A new low-cost cubesat-sized NASA ultraviolet space telescope, dubbed Sparcs, has achieved first light, successfully taking both near- and far-ultraviolet false-color images of a nearby star.

Those images are to the right, with the top the far-ultraviolet image and the bottom in the near ultraviolet. From the press release:

Roughly the size of a large cereal box, SPARCS will monitor flares and sunspot activity on low-mass stars — objects only 30% to 70% the mass of the Sun. These stars are among the most common in the Milky Way and host the majority of the galaxy’s roughly 50 billion habitable-zone terrestrial planets, which are rocky worlds close enough to their stars for temperatures that could allow liquid water and potentially support life.
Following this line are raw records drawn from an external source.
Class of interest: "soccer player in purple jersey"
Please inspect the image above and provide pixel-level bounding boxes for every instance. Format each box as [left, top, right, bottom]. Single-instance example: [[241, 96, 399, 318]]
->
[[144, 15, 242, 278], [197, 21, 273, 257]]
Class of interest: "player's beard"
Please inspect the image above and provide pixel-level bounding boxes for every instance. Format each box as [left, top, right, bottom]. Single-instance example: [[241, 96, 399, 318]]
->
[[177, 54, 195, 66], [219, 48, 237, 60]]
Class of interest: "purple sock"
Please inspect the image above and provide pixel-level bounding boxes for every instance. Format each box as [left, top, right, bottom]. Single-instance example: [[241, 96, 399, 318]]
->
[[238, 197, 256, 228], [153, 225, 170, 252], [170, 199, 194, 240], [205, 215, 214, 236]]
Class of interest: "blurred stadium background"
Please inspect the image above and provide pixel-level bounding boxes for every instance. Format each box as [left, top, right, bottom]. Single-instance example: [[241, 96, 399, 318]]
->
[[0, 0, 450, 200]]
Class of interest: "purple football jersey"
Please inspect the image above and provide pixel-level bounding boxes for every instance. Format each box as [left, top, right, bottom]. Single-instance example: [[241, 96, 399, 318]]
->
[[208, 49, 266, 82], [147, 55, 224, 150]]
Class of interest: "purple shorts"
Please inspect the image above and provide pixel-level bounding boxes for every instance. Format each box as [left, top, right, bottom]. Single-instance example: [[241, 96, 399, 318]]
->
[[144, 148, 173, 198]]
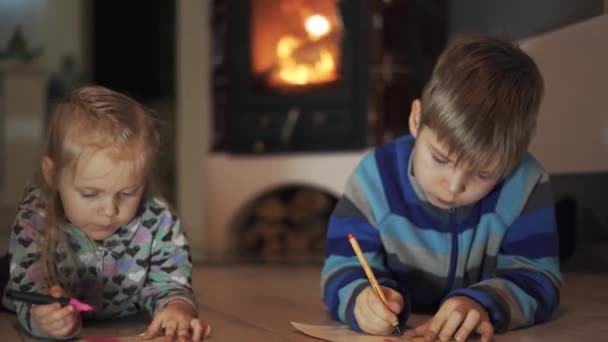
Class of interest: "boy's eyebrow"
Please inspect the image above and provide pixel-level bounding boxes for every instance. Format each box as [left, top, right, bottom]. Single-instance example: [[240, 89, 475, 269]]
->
[[75, 184, 141, 192], [427, 143, 497, 175], [428, 143, 453, 161]]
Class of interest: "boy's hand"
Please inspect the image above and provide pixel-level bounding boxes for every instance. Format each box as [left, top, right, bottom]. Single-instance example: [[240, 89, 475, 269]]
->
[[143, 299, 211, 342], [355, 285, 403, 335], [414, 296, 494, 342], [30, 286, 80, 339]]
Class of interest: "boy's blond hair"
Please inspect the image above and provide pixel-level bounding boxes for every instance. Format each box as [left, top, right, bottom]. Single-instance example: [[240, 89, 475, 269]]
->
[[419, 35, 544, 176]]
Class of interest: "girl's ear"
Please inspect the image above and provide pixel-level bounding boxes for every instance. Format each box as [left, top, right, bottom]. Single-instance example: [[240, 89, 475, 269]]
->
[[40, 156, 55, 187], [409, 99, 422, 138]]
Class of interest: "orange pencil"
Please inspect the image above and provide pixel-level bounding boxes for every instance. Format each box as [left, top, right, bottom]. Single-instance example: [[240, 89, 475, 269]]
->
[[348, 234, 403, 335]]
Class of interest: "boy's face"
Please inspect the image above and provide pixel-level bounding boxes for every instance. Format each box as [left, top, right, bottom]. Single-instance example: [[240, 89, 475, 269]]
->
[[43, 151, 145, 240], [410, 102, 500, 209]]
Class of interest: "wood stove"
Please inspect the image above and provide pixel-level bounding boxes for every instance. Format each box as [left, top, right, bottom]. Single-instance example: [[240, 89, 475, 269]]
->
[[214, 0, 368, 153]]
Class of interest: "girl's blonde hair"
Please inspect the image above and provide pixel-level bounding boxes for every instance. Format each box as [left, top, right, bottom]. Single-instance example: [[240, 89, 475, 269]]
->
[[36, 86, 160, 295]]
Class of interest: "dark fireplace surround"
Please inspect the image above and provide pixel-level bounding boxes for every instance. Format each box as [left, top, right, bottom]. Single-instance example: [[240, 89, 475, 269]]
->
[[214, 0, 368, 153]]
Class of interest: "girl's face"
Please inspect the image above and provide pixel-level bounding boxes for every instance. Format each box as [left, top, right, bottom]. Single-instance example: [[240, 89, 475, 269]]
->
[[43, 150, 145, 240]]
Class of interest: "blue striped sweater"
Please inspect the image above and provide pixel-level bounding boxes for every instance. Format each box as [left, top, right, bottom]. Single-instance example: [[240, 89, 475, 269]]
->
[[321, 135, 563, 332]]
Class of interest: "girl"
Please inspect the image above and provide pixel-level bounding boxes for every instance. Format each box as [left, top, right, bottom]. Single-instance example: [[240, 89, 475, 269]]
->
[[3, 87, 209, 341]]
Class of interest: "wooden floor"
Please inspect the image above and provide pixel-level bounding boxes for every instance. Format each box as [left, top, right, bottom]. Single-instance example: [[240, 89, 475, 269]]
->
[[0, 265, 608, 342]]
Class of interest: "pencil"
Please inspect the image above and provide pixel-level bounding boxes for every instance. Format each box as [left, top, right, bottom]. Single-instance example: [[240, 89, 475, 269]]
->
[[6, 290, 93, 311], [348, 234, 403, 335]]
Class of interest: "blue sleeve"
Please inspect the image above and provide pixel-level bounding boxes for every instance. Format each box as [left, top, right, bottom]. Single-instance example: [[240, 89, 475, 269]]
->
[[321, 156, 409, 331], [448, 176, 563, 332]]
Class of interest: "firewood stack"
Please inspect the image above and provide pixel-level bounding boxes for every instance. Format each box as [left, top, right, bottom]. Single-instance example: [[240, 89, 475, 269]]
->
[[237, 187, 336, 261]]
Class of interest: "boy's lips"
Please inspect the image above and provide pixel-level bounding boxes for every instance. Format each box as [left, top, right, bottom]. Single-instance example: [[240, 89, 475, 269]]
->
[[433, 196, 454, 208]]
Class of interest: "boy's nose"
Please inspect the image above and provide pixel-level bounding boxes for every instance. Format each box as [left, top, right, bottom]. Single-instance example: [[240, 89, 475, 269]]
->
[[449, 170, 467, 194]]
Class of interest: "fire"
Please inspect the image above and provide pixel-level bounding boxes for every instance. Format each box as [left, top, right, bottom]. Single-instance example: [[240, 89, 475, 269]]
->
[[270, 14, 337, 86], [252, 1, 341, 89]]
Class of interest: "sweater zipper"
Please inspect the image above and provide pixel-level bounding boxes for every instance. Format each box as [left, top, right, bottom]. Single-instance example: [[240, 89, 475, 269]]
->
[[95, 246, 105, 274], [445, 208, 458, 294]]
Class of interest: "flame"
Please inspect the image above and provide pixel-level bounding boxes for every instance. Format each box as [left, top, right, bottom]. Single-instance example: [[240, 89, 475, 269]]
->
[[270, 14, 338, 86]]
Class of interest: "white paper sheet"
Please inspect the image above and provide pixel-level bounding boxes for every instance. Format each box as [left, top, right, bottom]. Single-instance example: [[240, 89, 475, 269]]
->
[[291, 322, 412, 342]]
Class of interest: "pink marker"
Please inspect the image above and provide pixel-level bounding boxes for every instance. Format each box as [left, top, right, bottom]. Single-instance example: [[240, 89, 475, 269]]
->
[[6, 290, 93, 311]]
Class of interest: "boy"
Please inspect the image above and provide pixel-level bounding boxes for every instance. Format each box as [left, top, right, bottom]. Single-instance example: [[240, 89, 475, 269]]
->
[[321, 36, 562, 341]]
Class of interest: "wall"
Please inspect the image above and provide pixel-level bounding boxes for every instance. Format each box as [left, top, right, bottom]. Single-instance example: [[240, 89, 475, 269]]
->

The question astronomers will try to answer with this telescope is whether the solar activity on these stars is high enough to prevent life from forming in the star’s habitable zone. Because these stars are dim and small, the habitable zone is quite close to the star, which means solar activity has a higher impact on the planet. We don’t yet have sufficient data to determine the normal activity of such stars. Sparcs will provide a good first survey.

It will also demonstrate the viability of such small low-cost cubesats for this kind of research. If successful expect more such telescopes, some of which are likely to be private, like Blue Skies Space’s Mauve optical telescope already in orbit.